Many acylated nitrogen containing compounds having at least 10 carbon atoms containing a hydrocarbyl substituent are known in the art. a carboxylic acid acylating agent, such as an anhydride or ester, to react with an amino: Λ: 35 compound. In such compositions, the acylating agent is attached to the amino compound by an imido, amido, amidine or acyloxyammonium linkage. The hydrocarbyl substituent having 10 carbon atoms may be found either in the moiety derived from the carboxylic acid acylating agent or in the moiety derived from the amino compound or both. Preferably, however, it is found in the acylating agent moiety. The acylating agent may range from formic acid and its acylation derivatives to acylating agents having high molecular weight hydrocarbyl-5 substituents having 5,000, 10,000 or 20,000 carbon atoms. Amino compounds can range from ammonia itself to amines having hydrocarbyl substituents having about 30 carbon atoms.
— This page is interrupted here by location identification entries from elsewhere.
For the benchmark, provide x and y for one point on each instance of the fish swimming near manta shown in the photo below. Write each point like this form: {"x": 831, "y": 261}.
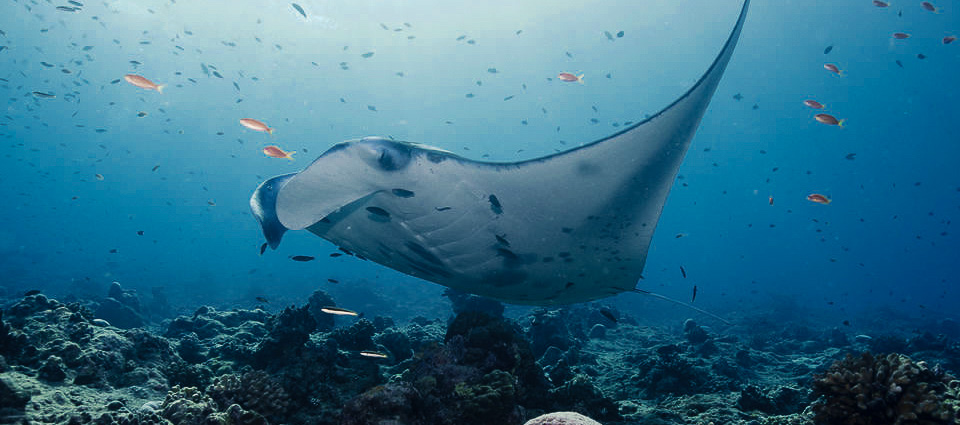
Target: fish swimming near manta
{"x": 579, "y": 222}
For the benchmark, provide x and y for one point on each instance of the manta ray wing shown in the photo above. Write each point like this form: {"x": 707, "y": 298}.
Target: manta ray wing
{"x": 569, "y": 227}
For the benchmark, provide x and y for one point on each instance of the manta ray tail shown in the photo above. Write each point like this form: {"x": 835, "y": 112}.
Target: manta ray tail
{"x": 666, "y": 298}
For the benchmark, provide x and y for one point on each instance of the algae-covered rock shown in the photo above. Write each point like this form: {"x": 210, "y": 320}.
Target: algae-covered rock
{"x": 889, "y": 389}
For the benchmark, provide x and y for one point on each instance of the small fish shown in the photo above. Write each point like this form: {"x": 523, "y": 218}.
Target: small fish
{"x": 255, "y": 125}
{"x": 337, "y": 311}
{"x": 299, "y": 9}
{"x": 606, "y": 313}
{"x": 143, "y": 83}
{"x": 832, "y": 68}
{"x": 818, "y": 198}
{"x": 569, "y": 77}
{"x": 828, "y": 119}
{"x": 495, "y": 205}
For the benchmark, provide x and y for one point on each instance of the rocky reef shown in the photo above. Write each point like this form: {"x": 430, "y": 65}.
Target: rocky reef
{"x": 885, "y": 389}
{"x": 63, "y": 363}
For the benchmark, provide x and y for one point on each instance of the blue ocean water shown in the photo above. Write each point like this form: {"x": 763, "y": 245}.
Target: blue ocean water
{"x": 441, "y": 73}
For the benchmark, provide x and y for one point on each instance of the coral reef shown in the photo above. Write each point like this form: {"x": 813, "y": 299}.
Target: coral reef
{"x": 60, "y": 363}
{"x": 885, "y": 389}
{"x": 562, "y": 418}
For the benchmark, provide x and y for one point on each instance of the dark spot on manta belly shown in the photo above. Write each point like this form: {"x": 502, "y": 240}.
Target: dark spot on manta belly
{"x": 423, "y": 253}
{"x": 378, "y": 214}
{"x": 506, "y": 253}
{"x": 378, "y": 211}
{"x": 495, "y": 205}
{"x": 403, "y": 193}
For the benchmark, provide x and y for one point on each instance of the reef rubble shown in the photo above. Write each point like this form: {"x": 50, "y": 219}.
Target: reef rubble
{"x": 62, "y": 363}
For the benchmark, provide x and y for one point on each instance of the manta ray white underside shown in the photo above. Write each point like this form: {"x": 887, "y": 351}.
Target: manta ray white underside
{"x": 565, "y": 228}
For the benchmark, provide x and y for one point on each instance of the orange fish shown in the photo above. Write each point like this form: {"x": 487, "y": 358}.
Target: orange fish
{"x": 568, "y": 77}
{"x": 832, "y": 68}
{"x": 828, "y": 119}
{"x": 143, "y": 82}
{"x": 255, "y": 125}
{"x": 276, "y": 152}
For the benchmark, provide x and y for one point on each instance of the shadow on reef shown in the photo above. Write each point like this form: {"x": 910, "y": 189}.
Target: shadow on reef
{"x": 61, "y": 363}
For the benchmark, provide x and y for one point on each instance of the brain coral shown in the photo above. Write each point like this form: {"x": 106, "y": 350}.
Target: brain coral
{"x": 889, "y": 389}
{"x": 562, "y": 418}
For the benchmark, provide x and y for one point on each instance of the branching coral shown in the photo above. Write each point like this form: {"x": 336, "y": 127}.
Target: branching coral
{"x": 889, "y": 389}
{"x": 253, "y": 390}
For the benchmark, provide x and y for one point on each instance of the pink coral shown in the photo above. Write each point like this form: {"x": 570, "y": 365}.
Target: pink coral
{"x": 562, "y": 418}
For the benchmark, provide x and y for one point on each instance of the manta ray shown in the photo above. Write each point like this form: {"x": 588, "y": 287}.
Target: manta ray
{"x": 565, "y": 228}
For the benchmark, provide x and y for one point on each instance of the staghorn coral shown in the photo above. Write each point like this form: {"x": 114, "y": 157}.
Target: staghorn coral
{"x": 253, "y": 390}
{"x": 889, "y": 389}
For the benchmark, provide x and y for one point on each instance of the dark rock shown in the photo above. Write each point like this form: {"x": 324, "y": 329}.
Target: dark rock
{"x": 694, "y": 333}
{"x": 463, "y": 302}
{"x": 396, "y": 402}
{"x": 52, "y": 370}
{"x": 598, "y": 331}
{"x": 753, "y": 398}
{"x": 118, "y": 314}
{"x": 11, "y": 394}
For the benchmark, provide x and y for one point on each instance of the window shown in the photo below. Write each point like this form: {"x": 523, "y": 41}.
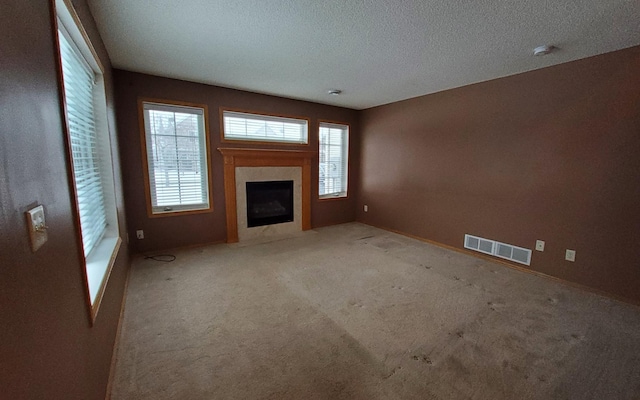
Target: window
{"x": 175, "y": 143}
{"x": 334, "y": 160}
{"x": 90, "y": 148}
{"x": 264, "y": 128}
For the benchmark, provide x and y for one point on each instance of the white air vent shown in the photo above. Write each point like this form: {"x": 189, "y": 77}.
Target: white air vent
{"x": 502, "y": 250}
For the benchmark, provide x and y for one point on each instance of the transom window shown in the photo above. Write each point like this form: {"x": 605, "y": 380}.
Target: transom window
{"x": 334, "y": 160}
{"x": 264, "y": 128}
{"x": 175, "y": 141}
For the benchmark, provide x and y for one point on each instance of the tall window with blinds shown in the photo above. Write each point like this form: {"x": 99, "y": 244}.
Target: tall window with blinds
{"x": 89, "y": 146}
{"x": 264, "y": 128}
{"x": 175, "y": 140}
{"x": 334, "y": 160}
{"x": 79, "y": 81}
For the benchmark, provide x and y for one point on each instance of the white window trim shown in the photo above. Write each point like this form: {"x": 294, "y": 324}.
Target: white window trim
{"x": 304, "y": 122}
{"x": 345, "y": 155}
{"x": 174, "y": 210}
{"x": 100, "y": 260}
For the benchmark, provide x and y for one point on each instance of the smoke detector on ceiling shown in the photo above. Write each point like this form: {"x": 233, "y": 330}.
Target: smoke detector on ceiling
{"x": 543, "y": 50}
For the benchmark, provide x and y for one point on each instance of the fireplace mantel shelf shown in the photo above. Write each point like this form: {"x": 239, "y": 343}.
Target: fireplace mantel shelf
{"x": 248, "y": 157}
{"x": 270, "y": 153}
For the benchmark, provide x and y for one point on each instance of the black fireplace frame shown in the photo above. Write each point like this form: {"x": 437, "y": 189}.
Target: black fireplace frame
{"x": 274, "y": 198}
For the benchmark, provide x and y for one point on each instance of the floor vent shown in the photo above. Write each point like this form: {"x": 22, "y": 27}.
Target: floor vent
{"x": 502, "y": 250}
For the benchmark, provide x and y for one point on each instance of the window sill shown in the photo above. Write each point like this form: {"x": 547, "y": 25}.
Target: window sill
{"x": 333, "y": 196}
{"x": 98, "y": 266}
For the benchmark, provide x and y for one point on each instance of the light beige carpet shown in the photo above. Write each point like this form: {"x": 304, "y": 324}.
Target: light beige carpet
{"x": 354, "y": 312}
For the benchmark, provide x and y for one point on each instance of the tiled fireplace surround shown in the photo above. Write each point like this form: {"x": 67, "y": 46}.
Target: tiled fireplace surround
{"x": 242, "y": 165}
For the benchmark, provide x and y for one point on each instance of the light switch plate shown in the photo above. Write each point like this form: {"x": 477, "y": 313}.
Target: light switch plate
{"x": 37, "y": 227}
{"x": 570, "y": 255}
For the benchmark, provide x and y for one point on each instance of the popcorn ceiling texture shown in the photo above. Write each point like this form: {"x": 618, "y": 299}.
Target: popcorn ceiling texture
{"x": 377, "y": 52}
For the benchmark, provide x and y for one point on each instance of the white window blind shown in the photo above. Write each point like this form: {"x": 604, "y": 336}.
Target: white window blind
{"x": 177, "y": 157}
{"x": 79, "y": 82}
{"x": 264, "y": 128}
{"x": 333, "y": 155}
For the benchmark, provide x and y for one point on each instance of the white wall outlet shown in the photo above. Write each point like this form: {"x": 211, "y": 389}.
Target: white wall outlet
{"x": 570, "y": 255}
{"x": 37, "y": 227}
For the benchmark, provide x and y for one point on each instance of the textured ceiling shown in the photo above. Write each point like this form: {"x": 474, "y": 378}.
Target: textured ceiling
{"x": 376, "y": 52}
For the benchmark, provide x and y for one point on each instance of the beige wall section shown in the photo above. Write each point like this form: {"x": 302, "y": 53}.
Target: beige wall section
{"x": 48, "y": 348}
{"x": 261, "y": 174}
{"x": 551, "y": 154}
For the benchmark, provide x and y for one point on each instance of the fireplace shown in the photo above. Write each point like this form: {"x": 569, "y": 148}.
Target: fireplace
{"x": 269, "y": 203}
{"x": 242, "y": 165}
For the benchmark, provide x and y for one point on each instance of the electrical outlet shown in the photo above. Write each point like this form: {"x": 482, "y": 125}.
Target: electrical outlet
{"x": 37, "y": 227}
{"x": 570, "y": 255}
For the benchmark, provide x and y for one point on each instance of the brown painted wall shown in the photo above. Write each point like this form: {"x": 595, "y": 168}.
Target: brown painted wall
{"x": 187, "y": 230}
{"x": 48, "y": 348}
{"x": 552, "y": 154}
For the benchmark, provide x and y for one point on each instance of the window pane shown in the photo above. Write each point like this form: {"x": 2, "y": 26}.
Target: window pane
{"x": 333, "y": 156}
{"x": 177, "y": 157}
{"x": 79, "y": 78}
{"x": 242, "y": 126}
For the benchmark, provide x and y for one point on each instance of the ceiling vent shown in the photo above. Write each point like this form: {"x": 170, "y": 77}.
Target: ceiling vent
{"x": 498, "y": 249}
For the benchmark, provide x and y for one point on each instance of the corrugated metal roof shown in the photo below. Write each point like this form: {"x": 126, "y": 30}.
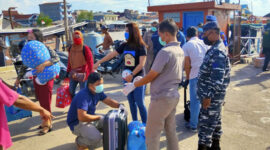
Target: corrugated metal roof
{"x": 46, "y": 31}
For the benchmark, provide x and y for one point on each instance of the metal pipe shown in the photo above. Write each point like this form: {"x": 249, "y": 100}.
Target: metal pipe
{"x": 10, "y": 16}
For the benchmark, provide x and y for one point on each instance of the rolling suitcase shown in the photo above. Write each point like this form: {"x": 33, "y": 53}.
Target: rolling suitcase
{"x": 115, "y": 130}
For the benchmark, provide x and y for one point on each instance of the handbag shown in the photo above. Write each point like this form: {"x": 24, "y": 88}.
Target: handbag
{"x": 63, "y": 97}
{"x": 78, "y": 74}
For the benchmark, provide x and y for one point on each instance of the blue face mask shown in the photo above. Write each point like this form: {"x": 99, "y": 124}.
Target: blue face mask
{"x": 161, "y": 42}
{"x": 206, "y": 41}
{"x": 154, "y": 29}
{"x": 126, "y": 35}
{"x": 99, "y": 88}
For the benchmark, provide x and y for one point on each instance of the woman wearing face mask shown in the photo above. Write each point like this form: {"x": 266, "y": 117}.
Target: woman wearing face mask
{"x": 80, "y": 63}
{"x": 43, "y": 92}
{"x": 134, "y": 51}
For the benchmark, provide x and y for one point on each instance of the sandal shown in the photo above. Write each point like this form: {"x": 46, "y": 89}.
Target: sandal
{"x": 40, "y": 127}
{"x": 45, "y": 130}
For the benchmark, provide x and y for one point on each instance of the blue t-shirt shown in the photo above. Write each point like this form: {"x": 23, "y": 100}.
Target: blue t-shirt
{"x": 84, "y": 100}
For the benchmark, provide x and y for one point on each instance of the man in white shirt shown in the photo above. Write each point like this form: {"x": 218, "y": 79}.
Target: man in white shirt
{"x": 194, "y": 50}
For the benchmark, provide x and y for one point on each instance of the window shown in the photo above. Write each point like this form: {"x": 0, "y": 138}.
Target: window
{"x": 175, "y": 16}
The preferred class of acylated amino compounds are those prepared by reacting an acylating agent having a hydrocarbyl substituent containing at least 10 carbon atoms with a nitrogen compound having at least one NH group. The acylating agent is typically a mono- or polycarboxylic acid (or reactive equivalent thereof) such as a substituted succinic or propionic acid, and the amino compound is a polyamine or a mixture of polyamines, most typically a mixture of ethylene poly-15 amines. The amine may also be a hydroxyalkyl-substituted polyamine. The hydrocarbyl substituent in such acylating agents preferably contains at least about 30 to 50 and up to 400 carbon atoms on average.

Illustrative examples of hydrocarbyl substituent groups containing at least 10 to 20 carbon atoms include n-Decyl, n-dodecyl, tetrapropenyl, n-octadecyl, oleyl, chlorooctadecyl, tri-cyclopropanyl, etc. Hydrocarbyl substituents are usually made from 2 to 10 carbon atoms. of di-olefins such as ethylene, propylene, butene-1,: * · *: isobutene, butadiene, isoprene, 1-hexene, 1-octene, etc. homo- or interpolymers (e.g., copolymers, terpolymers). These olefins are typically 25-mono-olefins. This substituent can also be derived from the homogeneity of such genes. 'Halogenated (e.g. chlorinated or brominated) analogs of interpolymers. However, the substituent may be derived from other sources, such as monomeric, high molecular weight alkenes (e.g., 1-tetraconene) and their chlorinated and hydrochloric analogs, aliphatic crude oil fractions, paraffin waxes, and cracked analogs. their hydro-chlorinated analogs, white oils, synthetic alkenes such as those produced by the Ziegler-Natta-9 process (e.g., poly (ethylene) fats) and other sources are known to those skilled in the art. Any unsaturated short substituent may be reduced or removed by hydrogenation according to methods known in the art.

OI 35 • · ·

The term hydrocarbyl refers to a group in which the carbon atom is directly attached to the remainder of the molecule and has a predominantly aliphatic hydrocarbon character.

6

The hydrocarbyl substituents may therefore contain up to one non-hydrocarbyl group for every 10 carbon atoms, provided that this non-hydrocarbyl group does not significantly alter the nature of the predominantly aliphatic hydrocarbon group. Those skilled in the art will be aware of such groups as, for example, hydroxyl, halogen, (especially chlorine and fluorine), alkoxyl, alkylmercapto, alkylsulfoxy, etc. However, hydrocarbyl substituents are usually merely aliphatic hydrocarbons in nature and do not contain such groups.

Hydrocarbyl substituents are predominantly saturated. Hydrocarbyl substituents 10 are also predominantly aliphatic in nature, i. they contain no more than one non-aliphatic moiety (cycloalkyl, cycloalkenyl or aromatic) having 6 or less carbon atoms per 10 carbon atoms in the substituent. Usually, however, the substituents do not contain more than one such non-aliphatic group for each of the 50 carbon atoms, and in many cases do not include any such non-aliphatic groups; i. typical substituents are purely aliphatic. These purely aliphatic substituents are typically alkyl or alkenyl groups.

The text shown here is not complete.